Continuing to face rough weather, Maruti Suzuki, Hyundai and three other auto majors reported a double-digit decline in sales in July as consumer sentiment remained subdued.
The passenger vehicle volumes are estimated to have declined by around 27-31 percent in July as compared to last year, commented Hetal Gandhi, director, Crisil Research on July auto sales.
The estimated drop in volumes is based on the sales performance of players like Maruti, M&M & Hyundai (having an around 75-77 percent market share in terms of volume) during the months, as per Crisil Research.
The significant decline is observed as the OEMs have undertaken production cuts to rationalize inventory at normal levels, she said.
Automobile manufacturers in the country slashed production by 11 percent in April-June period this fiscal over the year-ago period due to falling sales, it said.
The report also said that the OEMs continued to undertake production cuts in July as well.
"Currently, the inventory days are estimated to have returned to a normal level of 30-35 days due to which Crisil Research expects August sales to face pressure due to OEM efforts to maintain normal inventory levels amid weak retail sentiments, Gandhi said.
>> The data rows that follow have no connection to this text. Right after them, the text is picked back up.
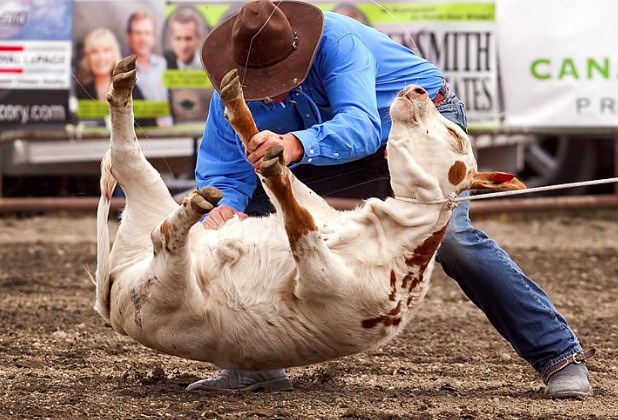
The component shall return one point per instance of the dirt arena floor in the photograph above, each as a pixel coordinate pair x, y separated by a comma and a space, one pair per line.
58, 360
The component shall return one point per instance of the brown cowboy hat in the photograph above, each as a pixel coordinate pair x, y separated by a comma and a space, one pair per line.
272, 44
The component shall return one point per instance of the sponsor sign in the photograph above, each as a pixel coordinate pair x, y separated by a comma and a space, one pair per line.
559, 62
460, 38
35, 61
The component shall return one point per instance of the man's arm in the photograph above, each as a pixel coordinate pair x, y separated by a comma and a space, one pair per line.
221, 162
348, 72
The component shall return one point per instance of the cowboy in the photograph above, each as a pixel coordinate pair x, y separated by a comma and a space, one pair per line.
320, 84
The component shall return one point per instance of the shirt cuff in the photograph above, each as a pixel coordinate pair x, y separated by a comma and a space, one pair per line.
311, 146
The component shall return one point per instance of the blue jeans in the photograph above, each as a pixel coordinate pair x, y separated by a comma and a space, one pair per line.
517, 308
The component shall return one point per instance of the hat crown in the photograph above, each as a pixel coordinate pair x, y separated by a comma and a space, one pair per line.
261, 35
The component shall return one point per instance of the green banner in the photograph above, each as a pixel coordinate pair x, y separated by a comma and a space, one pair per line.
150, 109
182, 79
90, 108
142, 108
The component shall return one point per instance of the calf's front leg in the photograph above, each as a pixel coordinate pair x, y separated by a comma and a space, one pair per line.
321, 272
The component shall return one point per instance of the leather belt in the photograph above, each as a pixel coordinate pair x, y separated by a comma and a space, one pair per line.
576, 358
442, 94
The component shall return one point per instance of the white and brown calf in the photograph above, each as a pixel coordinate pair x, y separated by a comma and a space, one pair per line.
304, 285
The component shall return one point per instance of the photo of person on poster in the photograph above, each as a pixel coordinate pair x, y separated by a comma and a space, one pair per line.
186, 30
105, 31
141, 28
183, 34
101, 52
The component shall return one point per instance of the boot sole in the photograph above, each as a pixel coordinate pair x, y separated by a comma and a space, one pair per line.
283, 384
569, 394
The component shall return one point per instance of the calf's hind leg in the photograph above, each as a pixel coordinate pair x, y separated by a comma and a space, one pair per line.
171, 234
321, 272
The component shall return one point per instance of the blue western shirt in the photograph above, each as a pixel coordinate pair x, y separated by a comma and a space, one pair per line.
340, 113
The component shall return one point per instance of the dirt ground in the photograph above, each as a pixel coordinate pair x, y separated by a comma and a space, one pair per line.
58, 359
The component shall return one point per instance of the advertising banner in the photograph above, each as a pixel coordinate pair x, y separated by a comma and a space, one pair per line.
460, 38
559, 62
35, 62
106, 31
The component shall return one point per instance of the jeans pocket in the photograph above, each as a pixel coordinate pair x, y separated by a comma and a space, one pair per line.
453, 109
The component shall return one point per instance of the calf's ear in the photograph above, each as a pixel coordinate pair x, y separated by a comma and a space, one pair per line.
495, 181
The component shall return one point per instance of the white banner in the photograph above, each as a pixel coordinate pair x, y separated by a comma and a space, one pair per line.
559, 62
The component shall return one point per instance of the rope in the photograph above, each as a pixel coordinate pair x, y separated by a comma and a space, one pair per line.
453, 200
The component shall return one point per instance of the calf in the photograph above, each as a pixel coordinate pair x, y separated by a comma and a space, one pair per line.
300, 286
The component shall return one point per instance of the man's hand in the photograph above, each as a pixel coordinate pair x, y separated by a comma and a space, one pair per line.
293, 149
219, 215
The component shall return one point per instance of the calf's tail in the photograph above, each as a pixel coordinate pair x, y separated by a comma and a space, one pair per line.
102, 276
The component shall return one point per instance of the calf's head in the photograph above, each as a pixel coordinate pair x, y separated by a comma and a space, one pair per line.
429, 156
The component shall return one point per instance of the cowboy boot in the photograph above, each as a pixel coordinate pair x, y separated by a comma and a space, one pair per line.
573, 381
244, 381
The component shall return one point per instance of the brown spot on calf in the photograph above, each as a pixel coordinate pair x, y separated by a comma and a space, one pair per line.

The production cut in the PV segment was as higher as 15 percent y-o-y while in the utility vehicles (UVs) segment it stood at 2 percent y-o-y, as per the July 31 report.
According to the Crisil Research report, wholesale off-take of goods carrying the commercial vehicle in July is estimated to have fallen by over 20 percent on-year.
Medium & heavy commercial vehicle demand fell due to an oversupply of freight-carrying capacity created after axle norm amidst weak freight demand and low finance availability due to NBFC liquidity crunch.
"Demand for light commercial vehicles fell, albeit at a lesser pace, due to tepid rural demand and weak finance availability, together with lowering demand especially from market load operators," said Gandhi.
The two-wheeler industry has witnessed six consecutive months of declining sales owing to muted sentiments because of the rising cost of ownership, the slowdown in rural sales and liquidity crunch, she said adding in July, players like Bajaj and TVS recorded a 13 per cent and 15 per cent decline in domestic sales respectively.
The decline in volumes signals a focus on inventory correction as stocks remained high at 50-55 days in June and dealers were concentrating on inventory liquidation, as per Crisil Research."We expect August sales to remain in the red but more favourable than the previous month's volumes, as players are expected to launch new BSVI compliant models ahead of the festival season in September which might augur better wholesale volumes," she added.